May 6, 2002
Hot Spot
The National Museum's biggest spectacle isn't
in its galleries
By Steve Friess.
BATTY ATTRACTIONS It's probably not a good
sign when the most interesting feature of an art museum isn't
the art. But many museums around the world show off great art
and sculpture; only one hosts a massive colony of rare bats in
its attic that stream out by the hundreds of thousands at sundown.
Visitors gather on the sidewalks around the National Museum in
Phnom Penh on clear evenings to watch the stunning exodus; and
it saves them the $2 cost of admission.
The bats started making their home under the
red roof during Khmer Rouge rule, when the museum was vacant.

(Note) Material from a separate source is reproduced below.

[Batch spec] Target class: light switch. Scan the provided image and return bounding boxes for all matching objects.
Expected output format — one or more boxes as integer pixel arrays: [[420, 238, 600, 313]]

By the early 1990s, curators were desperate to evict them as
droppings—up to a ton a month—coated the artifacts below and
threatened to collapse the second-floor ceiling. A putrid stench
distracted gallery patrons, and on one memorable occasion, bat
lice in the air elicited an allergic reaction from a visiting
Thai princess.
But conservationists protested. The four species
of bats living at the museum are unusual: scientists say the
Cambodian Free-Tailed Bat, in particular, can be found nowhere
else in the world. In addition, the museum's 2 million bats
were messy but useful: they were credited with eating an estimated
17 tons of insects each night, helping reduce mosquito-borne
malaria. So the government scrapped its plan to eradicate the
bats. (Another factor was that the museum makes $250 a month
selling bat guano.) A second, wooden ceiling, installed in 1995,
failed to keep the excrement out of the gallery, so the New
York City-based Wildlife Conservation Society is trying to raise
$1 million to replace it with a concrete one.
Museum director Khun Samen resents the attention
the bats receive—he would rather have the public focus on his
collections, a centerpiece of which is the original Leper King
statue from the Angkor Thom region, rare partly because the
ancient sculpture is nude. Still, when travelers trade tips
about the National Museum on the Internet, they usually describe
how best to view the dusk drama. Which, of course, drives the
administration batty.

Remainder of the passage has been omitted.